Relationships are important to high- and ultra-high-net-worth donors. The study shows a clear preference for wealthy donors to look to their network and rely on relationship-based interactions when identifying and investigating philanthropic investment opportunities. 57% and 56% of survey respondents look to professional networks and personal networks respectively to identify opportunities. When conducting pre-investment due diligence, 88% of respondents meet with nonprofit staff and board members, and 72% conduct site visits. It should be noted that 71% of respondents also review annual reports at this time as well.
Wealthy donors have some tolerance for risk. When asked what types of projects they like to fund, 38% of respondents prefer ideas with some success and some uncertainty, 24% like unrestricted/core funding, and 19% prefer both promising but unproven ideas and proven ideas with evidence of success. Furthermore, when asked what kind of organization they prefer to fund, 17% of respondents like new organizations, 58% like growing organizations, and 25% prefer mature organizations with clear operating models.

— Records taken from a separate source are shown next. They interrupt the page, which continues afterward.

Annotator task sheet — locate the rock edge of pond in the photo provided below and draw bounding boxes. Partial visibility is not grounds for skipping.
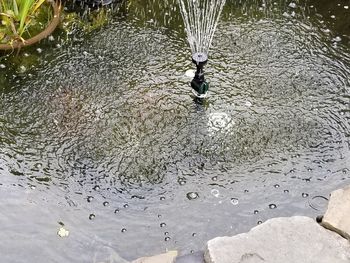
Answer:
[132,186,350,263]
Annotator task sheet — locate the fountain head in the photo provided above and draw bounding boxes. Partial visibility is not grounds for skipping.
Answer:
[192,52,208,67]
[191,53,209,98]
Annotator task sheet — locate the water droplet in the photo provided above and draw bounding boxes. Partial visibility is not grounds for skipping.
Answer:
[309,195,328,211]
[185,69,195,78]
[288,2,297,8]
[244,101,253,107]
[231,197,238,205]
[269,204,277,209]
[177,178,186,185]
[316,216,323,224]
[186,192,199,200]
[210,189,220,198]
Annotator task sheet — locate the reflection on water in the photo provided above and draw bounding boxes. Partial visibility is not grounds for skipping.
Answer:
[0,1,350,262]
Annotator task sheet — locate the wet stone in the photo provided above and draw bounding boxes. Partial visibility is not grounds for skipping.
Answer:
[322,186,350,240]
[269,204,277,209]
[186,192,199,200]
[204,216,350,263]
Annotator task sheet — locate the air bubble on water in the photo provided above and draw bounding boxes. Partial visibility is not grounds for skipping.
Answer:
[309,195,328,211]
[288,2,297,8]
[269,204,277,209]
[185,69,195,78]
[177,178,186,185]
[210,189,220,198]
[230,197,239,205]
[186,192,199,200]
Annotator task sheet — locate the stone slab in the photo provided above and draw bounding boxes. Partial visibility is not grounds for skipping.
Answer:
[132,251,177,263]
[322,186,350,240]
[204,216,350,263]
[175,251,204,263]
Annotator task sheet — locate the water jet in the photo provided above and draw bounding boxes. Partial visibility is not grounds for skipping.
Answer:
[178,0,225,98]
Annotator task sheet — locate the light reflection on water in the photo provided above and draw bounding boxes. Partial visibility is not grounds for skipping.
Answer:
[0,0,350,262]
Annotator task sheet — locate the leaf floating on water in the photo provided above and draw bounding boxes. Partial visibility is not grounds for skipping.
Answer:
[57,227,69,237]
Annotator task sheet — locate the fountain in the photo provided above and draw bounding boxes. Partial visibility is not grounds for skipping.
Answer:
[178,0,226,98]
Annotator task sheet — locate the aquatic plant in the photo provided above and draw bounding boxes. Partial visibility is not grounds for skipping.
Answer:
[0,0,46,43]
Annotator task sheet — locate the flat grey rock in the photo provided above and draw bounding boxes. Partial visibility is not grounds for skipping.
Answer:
[204,216,350,263]
[132,251,177,263]
[322,186,350,240]
[175,251,204,263]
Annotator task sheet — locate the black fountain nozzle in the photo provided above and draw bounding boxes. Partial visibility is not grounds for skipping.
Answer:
[191,53,209,98]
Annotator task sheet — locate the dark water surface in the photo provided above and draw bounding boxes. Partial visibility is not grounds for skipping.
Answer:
[0,0,350,262]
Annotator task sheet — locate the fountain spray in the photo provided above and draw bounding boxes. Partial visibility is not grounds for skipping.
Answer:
[178,0,226,98]
[191,53,209,98]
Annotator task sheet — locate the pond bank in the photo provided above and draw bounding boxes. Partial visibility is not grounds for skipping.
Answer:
[132,187,350,263]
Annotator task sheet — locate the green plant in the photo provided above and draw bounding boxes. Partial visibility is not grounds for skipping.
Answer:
[0,0,46,42]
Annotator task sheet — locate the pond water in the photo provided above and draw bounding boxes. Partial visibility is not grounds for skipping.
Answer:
[0,0,350,262]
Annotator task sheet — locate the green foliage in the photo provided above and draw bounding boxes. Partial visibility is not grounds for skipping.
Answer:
[0,0,46,43]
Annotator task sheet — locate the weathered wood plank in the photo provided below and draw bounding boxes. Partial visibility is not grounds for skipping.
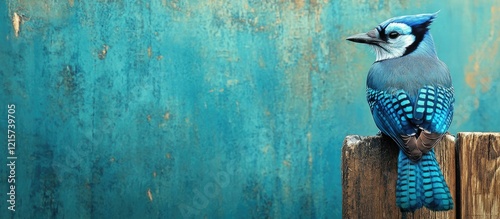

What does this mean for your organization?
- Be prepared to appropriately process and steward gifts from a variety of giving vehicles. With over half of survey respondents utilizing more than one giving method, be prepared for your wealthy donors to possibly switch what vehicle they are using depending on the nature of the gift.
- Invest in relationships. The survey indicates a clear preference of relationship-based interactions for identifying opportunities as well as investigating them. Utilize your existing donors as advocates in their network and equip those closest to you with the information they need to do this effectively. Additionally, make your staff and board available to prospects in the cultivation stage for activities like tours and site visits.
- Communicate impact clearly and succinctly. 78% of survey respondents have a clear understanding of how their philanthropy impacts social change, and 60% of respondents have no staff involved in their philanthropic initiatives. It is important to adequately steward donors while also being mindful of their limited time. Take some time to review your stewardship activities for major donors and look for new and creative ways to communicate impact.